Une autre distinction est l'éclectisme théologique anglican et une culture de débat ordonné. La tradition a produit des figures notables à travers le spectre—les réformes liturgiques de Thomas Cranmer au seizième siècle ; le conservatisme méthodologique de Richard Hooker à la fin du seizième siècle ; John Keble, Edward Pusey et John Henry Newman dans le Mouvement d'Oxford du dix-neuvième siècle ; et des théologiens du vingtième siècle tels que William Temple et F. D. Maurice qui ont mis l'accent sur la théologie sociale et les préoccupations pastorales. Cette diversité a favorisé une culture théologique qui valorise la prédication, la formation pastorale et la liturgie comme lieux primaires de formation doctrinale plutôt que l'application centralisée de créeds.
La spiritualité anglicane met souvent l'accent sur la raison pratique et la formation morale : la prédication, la catéchèse, le soin pastoral et la participation sacramentelle servent de moyens par lesquels la croyance se vit.

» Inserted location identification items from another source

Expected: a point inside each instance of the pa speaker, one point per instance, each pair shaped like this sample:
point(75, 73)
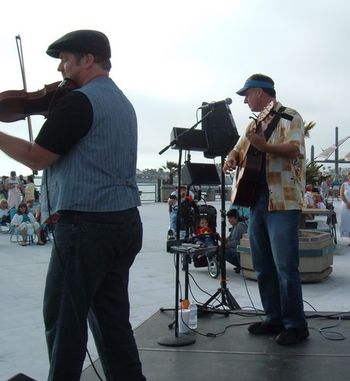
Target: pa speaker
point(220, 128)
point(20, 377)
point(200, 174)
point(194, 140)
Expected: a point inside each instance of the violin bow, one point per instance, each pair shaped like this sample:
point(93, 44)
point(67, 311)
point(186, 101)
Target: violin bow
point(21, 63)
point(23, 72)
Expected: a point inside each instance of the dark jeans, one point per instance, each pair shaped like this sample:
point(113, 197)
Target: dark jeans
point(274, 241)
point(87, 279)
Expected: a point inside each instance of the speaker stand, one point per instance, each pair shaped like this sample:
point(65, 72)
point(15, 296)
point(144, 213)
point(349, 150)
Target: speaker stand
point(226, 298)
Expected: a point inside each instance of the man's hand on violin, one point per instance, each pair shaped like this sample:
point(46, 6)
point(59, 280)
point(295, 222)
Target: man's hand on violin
point(230, 163)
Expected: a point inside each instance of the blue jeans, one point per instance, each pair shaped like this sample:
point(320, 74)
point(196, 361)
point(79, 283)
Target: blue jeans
point(274, 242)
point(173, 218)
point(87, 280)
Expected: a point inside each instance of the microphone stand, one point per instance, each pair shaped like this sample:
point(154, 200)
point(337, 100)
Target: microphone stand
point(226, 297)
point(178, 340)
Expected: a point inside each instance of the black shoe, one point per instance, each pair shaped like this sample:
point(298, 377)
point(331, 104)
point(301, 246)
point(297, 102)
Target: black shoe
point(171, 234)
point(262, 328)
point(292, 336)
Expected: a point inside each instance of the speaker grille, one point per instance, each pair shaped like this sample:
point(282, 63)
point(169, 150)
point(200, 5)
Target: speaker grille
point(221, 130)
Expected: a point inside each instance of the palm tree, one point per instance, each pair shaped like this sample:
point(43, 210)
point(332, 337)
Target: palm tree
point(308, 127)
point(312, 168)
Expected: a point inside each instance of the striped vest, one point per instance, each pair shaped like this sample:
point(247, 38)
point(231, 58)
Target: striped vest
point(99, 173)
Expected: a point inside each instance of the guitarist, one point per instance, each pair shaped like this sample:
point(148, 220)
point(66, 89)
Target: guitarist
point(274, 215)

Les pratiques musicales et liturgiques—le chant choral du soir dans les cathédrales (avec des exemples de longue date à la cathédrale Saint-Paul à Londres et à la chapelle du King's College, Cambridge, où le Festival des Neuf Leçons et Carols a commencé en 1918)—ont façonné les perceptions publiques du culte anglican. Le témoignage social a également été prominent : les anglicans ont été actifs dans les mouvements abolitionnistes du dix-neuvième siècle en Grande-Bretagne et en Amérique du Nord, et le clergé et les laïcs anglicans ont joué des rôles visibles dans les efforts anti-apartheid et de justice sociale au vingtième siècle. La manière dont les engagements doctrinaux se traduisent en théologie publique varie considérablement selon les provinces et les paroisses, reflétant des dispositions théologiques, des cultures locales et des circonstances historiques.
En résumé, les croyances anglicanes s'organisent autour des Écritures, des créeds, des sacrements et de l'ordre épiscopal, mais la largeur caractéristique de la tradition—manifeste dans les différentes interprétations sacramentelles, ecclésiologiques et morales—signifie que l'anglicanisme est mieux compris comme une famille de perspectives théologiques liées plutôt que comme une confession fixe unique. Les adhérents à travers la Communion s'appuient sur des textes, des liturgies et des mémoires historiques partagés tout en naviguant également dans des priorités théologiques différentes dans des contextes culturels et nationaux particuliers.